The medium-term inflationary picture could also turn out very differently, of course. A global recession caused by a pandemic is unknown territory. If the first effect is deflation, the second could be inflation. Massive government spending programmes could provoke a surge in demand that beaten-up producers suddenly find themselves unable to meet. Look at oil prices as a possible early indicator – they’ve stopped falling (at least for now).

Investors know that parallel risk, of course, just as they can assume that governments would happily seize any opportunity to inflate away some debt by turning a blind eye to returning inflation. It’s been done in the past.

But that is also why the bond market’s current willingness to lend at 0% for three years is so alarming. The rush for safety is signalling that the crisis could get worse, and that remedies could take years to be effective.

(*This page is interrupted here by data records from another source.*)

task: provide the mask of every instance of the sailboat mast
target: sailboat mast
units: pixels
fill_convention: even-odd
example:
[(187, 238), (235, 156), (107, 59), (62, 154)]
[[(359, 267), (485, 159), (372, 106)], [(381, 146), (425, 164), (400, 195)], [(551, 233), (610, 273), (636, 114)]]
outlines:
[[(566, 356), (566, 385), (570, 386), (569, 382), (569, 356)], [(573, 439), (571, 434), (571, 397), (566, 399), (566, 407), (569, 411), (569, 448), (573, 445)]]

The stock market is singing a far more cheerful tune, it should be noted. It’s almost perky and still seems to believe in something vaguely resembling a V-shaped recovery. But they can’t both be right.

Manufacturing sector is at the crisis’ next stage, but where’s government?

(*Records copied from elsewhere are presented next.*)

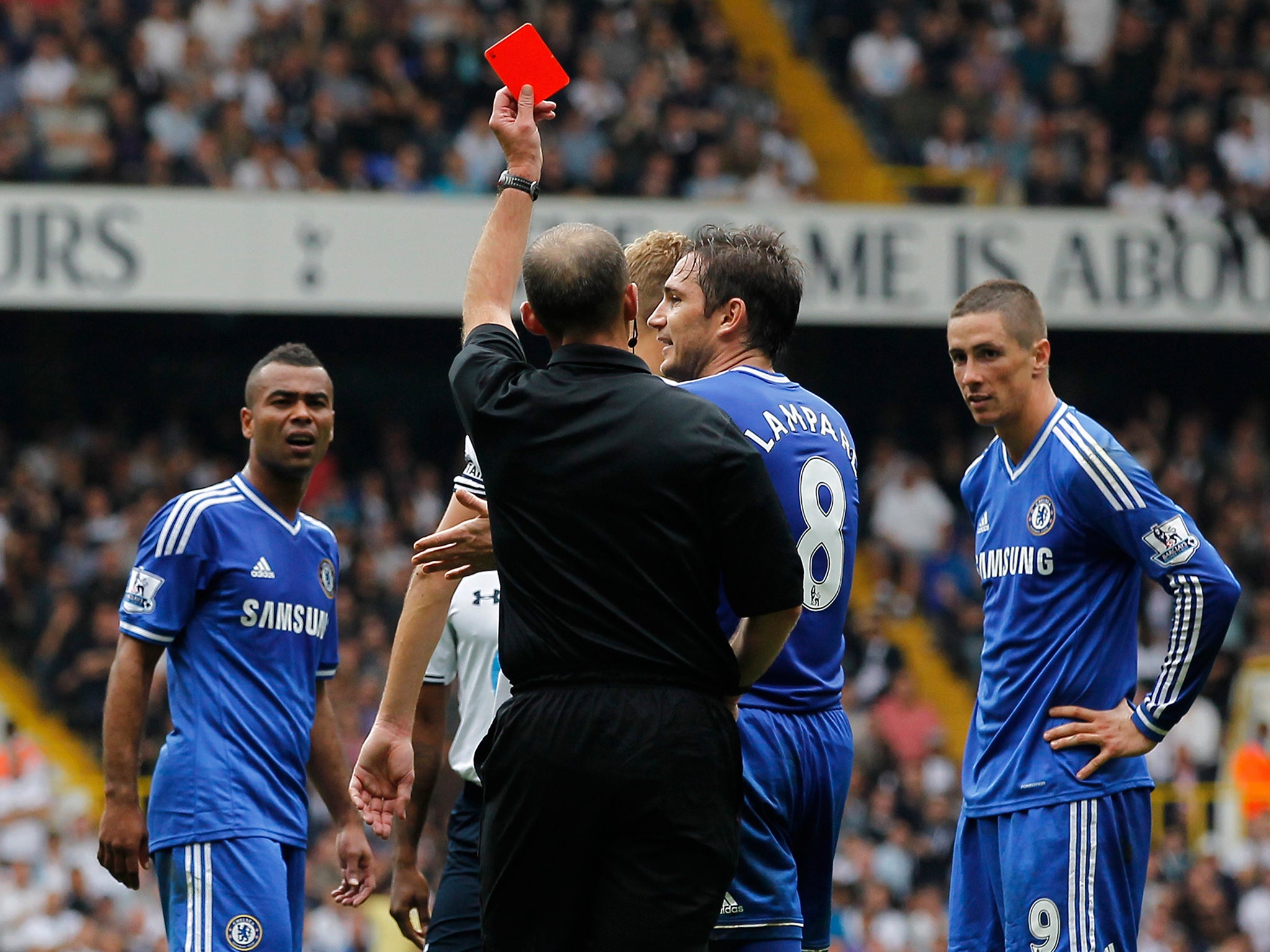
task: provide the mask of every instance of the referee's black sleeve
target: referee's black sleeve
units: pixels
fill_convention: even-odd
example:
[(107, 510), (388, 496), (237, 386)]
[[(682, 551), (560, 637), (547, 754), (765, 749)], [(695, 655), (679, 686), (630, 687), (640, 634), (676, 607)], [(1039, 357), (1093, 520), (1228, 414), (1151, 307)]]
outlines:
[(498, 324), (474, 327), (450, 364), (450, 388), (464, 430), (471, 435), (474, 418), (507, 396), (532, 371), (516, 331)]
[(732, 420), (719, 429), (711, 496), (728, 603), (742, 618), (800, 605), (803, 560), (763, 458)]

Unite, the union, called the 9,000 job losses at Rolls-Royce “shameful opportunism”, a judgment that feels too harsh. The cuts are the deepest at Rolls in decades, but they are matched by the size of the crisis in the aerospace industry.

The group’s commercial aerospace division has only two main customers for its engines – Airbus and Boeing – and both are cutting production by 30%-40%. Both are also warning that it will take years for output to return to 2019 levels. And, critically, less flying means less work for Rolls-Royce in servicing engines that are already in operation. Job losses were inevitable.

Unite, though, is entirely right to demand a strategy from government to “build Britain out of this dreadful situation”, as the assistant general secretary, Steve Turner, put it. Rolls’ UK operation, especially the Derby plant, is most exposed to the cuts. The clear threat is that engineering skills are lost permanently.

There are plenty of ideas for government investment. For example: accelerate the small modular reactor programme, which uses Rolls-developed technology. If nuclear is to be part of the low-carbon energy mix, smaller plants make more sense than building another Hinkley Point C white elephant.

Government’s current concentration on furlough schemes and lending schemes is understandable. But the next stage of the crisis has arrived already in the manufacturing sector, and new and bigger thinking is urgently required. Unite’s idea for a “national council for recovery” sounds more promising than anything we’ve heard from ministers. Is the department for business, energy and industrial asleep?